Politics, Gun Control, and Psycho Killers

In the wake of the killings at Sandy Hook it appears that we’re going to have a fairly serious debate about gun rights.  In recent years we’ve shown little skill in handling such complex policy matters.  If we’re going to address firearm regulation in a coherent way, we need to boil the discussion down to a few fundamental questions.

First and foremost, how much firepower do we need to satisfy our rights under the 2nd Amendment?  Pistols?  Hunting rifles?  Assault Rifles?  How many of each?  What about hand grenades and RPG’s?  If a ban on AK-47’s is the gateway to Communism, then why exactly can’t I protect the American way of life by ringing my lawn with land mines?

In short, where should we draw the line between individual rights and public safety?

Further, what is the legitimate purpose of my gun ownership?  Tradition?  Hunting?  Preparation to serve in the militia? Defending my home from criminals?  Defending my home from Obama?  If there is a vital public interest served by my ability to buy an AR-15 this weekend at a gun show, then let’s go ahead and state clearly what that is.

Personally, I like guns a lot.  I learned to shoot as a kid in my back yard.  I’ve had a lot of fun with friends firing weapons that were barely legal.  Guns were everywhere growing up in Texas, so I’m not persuaded that guns are the reason that psycho killers do what they do.  Mass killings still happen in places with much tougher gun laws than ours.

That said, guns are the reason that a deranged loser incapable of performing life’s most basic tasks is able to kill so effectively, so efficiently, and in such mass numbers.  A lunatic armed with a baseball bat can hurt some people, but his arms would get tired long before he could pull off something as serious as we saw in Aurora or Connecticut.  There is no question that the broad availability of heavy firepower is a factor in the frequency and severity of mass killings in America.

Guns don’t kill people.  People kill people.  However, people kill a lot more people, a lot faster, with a Bushmaster.

Some would say claim that Americans aren’t heavily armed enough.  It’s true I suppose, that if we all had minefields in our yards and Gatling guns mounted on our roofs we would, for example, suffer fewer burglaries.  We would also have fewer limbs.  Life is full of tradeoffs.

We are paying a price in public safety for my ability to play with serious firepower.  That’s an unavoidable fact.  The political question is whether that price is worth paying.

Some think America needs millions of assault rifles in circulation to defend ourselves against criminals.

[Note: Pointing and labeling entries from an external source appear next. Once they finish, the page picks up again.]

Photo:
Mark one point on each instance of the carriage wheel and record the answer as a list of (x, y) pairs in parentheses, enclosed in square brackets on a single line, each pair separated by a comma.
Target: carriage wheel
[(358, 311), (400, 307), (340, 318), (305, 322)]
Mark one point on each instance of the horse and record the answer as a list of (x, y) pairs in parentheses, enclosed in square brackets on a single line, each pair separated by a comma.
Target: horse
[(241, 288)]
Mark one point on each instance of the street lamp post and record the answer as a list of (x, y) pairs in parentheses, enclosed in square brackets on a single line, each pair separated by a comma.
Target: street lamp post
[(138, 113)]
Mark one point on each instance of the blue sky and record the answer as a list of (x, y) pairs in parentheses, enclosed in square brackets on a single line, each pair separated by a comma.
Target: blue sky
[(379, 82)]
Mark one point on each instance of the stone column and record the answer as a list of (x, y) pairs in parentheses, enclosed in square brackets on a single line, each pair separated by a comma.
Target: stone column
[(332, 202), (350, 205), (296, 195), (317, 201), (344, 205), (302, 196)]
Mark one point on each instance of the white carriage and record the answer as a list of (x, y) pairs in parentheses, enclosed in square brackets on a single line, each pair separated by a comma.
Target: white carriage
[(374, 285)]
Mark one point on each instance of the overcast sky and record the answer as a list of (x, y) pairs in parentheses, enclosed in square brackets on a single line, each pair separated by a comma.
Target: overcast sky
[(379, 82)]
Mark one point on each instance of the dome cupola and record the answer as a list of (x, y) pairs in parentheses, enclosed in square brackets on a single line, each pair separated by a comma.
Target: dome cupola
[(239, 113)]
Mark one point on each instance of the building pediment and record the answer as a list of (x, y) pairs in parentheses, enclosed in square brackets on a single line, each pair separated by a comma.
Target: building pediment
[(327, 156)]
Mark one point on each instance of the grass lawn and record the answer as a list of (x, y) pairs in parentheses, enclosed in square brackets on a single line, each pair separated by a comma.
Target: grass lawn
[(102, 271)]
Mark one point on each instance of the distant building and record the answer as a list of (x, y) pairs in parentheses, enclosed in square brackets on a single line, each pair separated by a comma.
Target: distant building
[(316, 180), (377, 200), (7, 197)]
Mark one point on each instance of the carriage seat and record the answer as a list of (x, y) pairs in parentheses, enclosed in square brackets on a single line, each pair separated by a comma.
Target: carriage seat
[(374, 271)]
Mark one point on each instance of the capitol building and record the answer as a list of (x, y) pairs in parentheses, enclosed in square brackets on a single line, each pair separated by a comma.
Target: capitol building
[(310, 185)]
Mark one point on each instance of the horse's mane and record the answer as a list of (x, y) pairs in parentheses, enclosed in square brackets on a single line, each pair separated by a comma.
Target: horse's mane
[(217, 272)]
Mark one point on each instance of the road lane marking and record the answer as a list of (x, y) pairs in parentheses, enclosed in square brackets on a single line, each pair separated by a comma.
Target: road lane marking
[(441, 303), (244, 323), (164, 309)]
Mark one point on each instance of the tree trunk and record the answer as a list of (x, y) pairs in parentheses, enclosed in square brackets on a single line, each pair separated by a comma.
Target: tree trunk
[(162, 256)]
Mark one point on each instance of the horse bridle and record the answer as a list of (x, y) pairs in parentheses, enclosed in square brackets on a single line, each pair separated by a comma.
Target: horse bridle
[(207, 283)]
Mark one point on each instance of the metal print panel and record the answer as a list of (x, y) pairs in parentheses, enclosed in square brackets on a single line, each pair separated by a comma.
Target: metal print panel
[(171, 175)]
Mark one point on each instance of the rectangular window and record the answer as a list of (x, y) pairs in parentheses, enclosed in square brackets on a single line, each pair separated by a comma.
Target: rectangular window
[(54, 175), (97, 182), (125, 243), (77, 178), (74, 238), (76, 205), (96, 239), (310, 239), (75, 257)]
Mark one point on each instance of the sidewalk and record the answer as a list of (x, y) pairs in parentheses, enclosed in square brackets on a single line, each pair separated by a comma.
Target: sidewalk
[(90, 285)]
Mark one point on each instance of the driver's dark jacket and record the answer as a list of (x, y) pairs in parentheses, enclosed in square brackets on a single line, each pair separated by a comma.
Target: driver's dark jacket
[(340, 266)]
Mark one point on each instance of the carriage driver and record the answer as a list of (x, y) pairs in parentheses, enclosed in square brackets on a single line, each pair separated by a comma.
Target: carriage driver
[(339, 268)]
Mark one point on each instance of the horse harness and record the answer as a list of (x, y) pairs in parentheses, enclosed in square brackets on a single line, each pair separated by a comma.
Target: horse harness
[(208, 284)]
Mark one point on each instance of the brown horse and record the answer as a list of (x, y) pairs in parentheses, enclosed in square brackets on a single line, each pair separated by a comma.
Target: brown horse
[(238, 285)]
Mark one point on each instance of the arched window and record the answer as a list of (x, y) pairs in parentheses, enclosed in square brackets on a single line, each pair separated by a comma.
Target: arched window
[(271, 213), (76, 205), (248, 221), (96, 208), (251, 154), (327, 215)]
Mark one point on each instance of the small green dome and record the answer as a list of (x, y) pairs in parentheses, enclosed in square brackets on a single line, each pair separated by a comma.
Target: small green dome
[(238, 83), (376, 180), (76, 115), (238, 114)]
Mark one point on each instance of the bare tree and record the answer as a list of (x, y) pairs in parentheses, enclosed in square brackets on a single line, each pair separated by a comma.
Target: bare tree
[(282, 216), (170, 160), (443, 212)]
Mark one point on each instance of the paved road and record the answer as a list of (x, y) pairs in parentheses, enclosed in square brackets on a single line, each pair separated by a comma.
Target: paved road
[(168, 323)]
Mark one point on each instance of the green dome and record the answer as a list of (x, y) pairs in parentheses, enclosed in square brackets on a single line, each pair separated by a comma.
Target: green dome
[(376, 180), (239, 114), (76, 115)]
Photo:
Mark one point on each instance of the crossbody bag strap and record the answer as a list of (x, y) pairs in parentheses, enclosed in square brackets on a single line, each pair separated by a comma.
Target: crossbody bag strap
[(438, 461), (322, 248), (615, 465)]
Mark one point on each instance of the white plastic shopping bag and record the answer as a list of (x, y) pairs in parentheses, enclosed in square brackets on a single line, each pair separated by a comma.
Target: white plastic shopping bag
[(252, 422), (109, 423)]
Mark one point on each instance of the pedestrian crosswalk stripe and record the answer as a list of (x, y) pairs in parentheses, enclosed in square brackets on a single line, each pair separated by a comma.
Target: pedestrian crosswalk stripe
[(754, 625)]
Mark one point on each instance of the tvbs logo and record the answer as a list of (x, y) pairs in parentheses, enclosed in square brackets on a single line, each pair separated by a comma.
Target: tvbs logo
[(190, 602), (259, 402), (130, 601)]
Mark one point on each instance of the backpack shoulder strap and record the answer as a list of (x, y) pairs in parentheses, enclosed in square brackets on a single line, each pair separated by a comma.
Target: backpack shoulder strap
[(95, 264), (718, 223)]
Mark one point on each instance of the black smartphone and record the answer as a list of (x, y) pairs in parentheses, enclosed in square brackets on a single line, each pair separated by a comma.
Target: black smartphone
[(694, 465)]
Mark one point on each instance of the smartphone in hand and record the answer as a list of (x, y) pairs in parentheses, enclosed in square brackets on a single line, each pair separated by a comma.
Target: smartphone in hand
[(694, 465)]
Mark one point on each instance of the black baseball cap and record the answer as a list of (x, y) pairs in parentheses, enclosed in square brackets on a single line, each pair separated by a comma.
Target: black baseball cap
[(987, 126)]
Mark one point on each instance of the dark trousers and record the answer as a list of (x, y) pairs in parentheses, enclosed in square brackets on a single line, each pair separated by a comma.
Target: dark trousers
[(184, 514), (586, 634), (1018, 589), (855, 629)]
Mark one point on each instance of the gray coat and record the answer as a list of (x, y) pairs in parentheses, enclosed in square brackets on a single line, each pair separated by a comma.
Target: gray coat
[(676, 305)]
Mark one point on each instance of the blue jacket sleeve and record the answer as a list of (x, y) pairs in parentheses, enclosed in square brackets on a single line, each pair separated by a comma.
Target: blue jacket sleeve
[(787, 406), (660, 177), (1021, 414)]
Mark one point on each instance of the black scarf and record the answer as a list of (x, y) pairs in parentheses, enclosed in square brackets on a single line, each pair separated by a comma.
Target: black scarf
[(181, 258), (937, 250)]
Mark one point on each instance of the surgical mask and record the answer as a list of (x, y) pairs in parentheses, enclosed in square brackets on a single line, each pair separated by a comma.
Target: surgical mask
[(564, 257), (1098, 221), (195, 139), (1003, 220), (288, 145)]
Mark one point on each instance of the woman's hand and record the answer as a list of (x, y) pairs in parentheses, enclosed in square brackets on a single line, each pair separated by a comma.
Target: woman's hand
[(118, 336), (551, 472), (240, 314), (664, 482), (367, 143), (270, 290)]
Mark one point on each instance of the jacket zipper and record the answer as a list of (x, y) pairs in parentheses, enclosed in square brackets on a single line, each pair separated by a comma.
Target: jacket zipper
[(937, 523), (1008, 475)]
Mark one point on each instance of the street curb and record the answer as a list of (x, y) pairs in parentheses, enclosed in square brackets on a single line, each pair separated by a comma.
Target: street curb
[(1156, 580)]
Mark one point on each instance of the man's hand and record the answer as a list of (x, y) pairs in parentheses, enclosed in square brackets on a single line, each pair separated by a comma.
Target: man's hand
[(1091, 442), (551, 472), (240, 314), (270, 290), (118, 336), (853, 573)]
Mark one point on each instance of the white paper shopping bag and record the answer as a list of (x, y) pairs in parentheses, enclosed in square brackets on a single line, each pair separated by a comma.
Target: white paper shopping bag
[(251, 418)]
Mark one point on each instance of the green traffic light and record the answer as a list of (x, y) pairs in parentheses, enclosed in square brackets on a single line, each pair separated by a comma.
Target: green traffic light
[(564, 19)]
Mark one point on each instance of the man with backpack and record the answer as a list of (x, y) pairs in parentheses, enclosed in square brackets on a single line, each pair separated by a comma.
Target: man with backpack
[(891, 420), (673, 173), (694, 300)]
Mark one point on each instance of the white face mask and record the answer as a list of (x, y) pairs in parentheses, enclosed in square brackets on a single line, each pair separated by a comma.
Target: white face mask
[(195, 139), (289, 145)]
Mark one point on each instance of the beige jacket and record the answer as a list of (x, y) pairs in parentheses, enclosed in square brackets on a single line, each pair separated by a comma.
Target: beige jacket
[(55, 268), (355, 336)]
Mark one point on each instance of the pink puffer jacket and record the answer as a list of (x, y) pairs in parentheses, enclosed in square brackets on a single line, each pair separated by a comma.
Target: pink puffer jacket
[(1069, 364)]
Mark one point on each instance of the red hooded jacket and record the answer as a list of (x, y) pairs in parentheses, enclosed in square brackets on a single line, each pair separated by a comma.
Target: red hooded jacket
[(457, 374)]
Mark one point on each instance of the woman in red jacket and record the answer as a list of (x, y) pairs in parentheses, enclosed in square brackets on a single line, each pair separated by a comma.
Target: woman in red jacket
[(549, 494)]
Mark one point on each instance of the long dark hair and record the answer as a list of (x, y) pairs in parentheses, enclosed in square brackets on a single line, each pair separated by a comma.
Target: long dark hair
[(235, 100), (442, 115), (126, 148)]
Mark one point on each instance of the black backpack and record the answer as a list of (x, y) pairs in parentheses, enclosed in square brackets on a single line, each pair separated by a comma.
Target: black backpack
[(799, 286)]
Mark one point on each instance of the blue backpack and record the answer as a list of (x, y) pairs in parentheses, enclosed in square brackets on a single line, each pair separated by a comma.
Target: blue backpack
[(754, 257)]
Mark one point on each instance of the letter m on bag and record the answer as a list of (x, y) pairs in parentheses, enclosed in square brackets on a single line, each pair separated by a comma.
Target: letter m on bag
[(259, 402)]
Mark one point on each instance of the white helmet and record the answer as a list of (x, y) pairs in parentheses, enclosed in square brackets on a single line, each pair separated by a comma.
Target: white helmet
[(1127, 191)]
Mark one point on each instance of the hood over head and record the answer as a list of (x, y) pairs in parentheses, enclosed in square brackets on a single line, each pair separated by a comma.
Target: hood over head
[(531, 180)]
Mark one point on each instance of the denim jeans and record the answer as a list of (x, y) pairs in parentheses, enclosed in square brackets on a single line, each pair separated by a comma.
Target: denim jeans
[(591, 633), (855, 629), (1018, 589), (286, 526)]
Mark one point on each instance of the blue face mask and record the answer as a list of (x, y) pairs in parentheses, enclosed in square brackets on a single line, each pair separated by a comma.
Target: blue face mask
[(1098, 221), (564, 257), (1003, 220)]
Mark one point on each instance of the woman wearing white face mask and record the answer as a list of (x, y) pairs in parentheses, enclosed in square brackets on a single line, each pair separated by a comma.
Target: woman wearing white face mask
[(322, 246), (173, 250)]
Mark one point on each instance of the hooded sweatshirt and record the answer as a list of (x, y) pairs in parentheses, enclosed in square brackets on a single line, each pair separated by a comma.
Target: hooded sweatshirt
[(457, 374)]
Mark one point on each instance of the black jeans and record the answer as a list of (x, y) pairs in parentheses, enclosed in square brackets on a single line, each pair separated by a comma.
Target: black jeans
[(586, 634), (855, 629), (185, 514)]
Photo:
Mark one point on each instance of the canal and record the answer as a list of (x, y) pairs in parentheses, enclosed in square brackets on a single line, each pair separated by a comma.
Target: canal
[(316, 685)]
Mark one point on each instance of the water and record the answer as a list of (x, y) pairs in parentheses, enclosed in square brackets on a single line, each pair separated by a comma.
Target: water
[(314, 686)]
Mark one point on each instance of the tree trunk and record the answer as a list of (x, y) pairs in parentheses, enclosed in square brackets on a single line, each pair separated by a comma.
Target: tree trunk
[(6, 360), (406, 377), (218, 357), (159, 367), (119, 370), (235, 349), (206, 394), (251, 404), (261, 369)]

Now would be a great time for them to explain in some minimally coherent language why that makes sense.

Some think America needs millions of assault rifles in circulation to defend our freedom from Obama, or Communists, or ACORN, or Yankees, or God knows what.  Let them explain their position.  Hopefully they can do it without using quotes taken directly from either version of Red Dawn.

To paraphrase Sun Tzu, in defending everything you weaken your defenses everywhere.  The NRA strategy of defending gun rights by opposing every imaginable form of firearm regulation, no matter how well-reasoned, raises the potential for a sudden, unanticipated political failure.  It might be a good idea to start thinking about sensible gun regulations we can live with instead of continuing this scorched earth tactic.

Our gun laws do not make a lot of sense.  The arguments in general circulation on both sides are usually poorly directed, aimed less at persuasion than at motivating a political base.  In short, this debate, like so many others in recent years, suggests a culture in desperate need of grown-up supervision.

It not entirely clear whether tighter gun laws would prevent mass shootings.  It is matter we need to weigh.  Regardless what decision we make, if we can find a way through this debate to grow into the adults this country needs then the effort will not have been wasted.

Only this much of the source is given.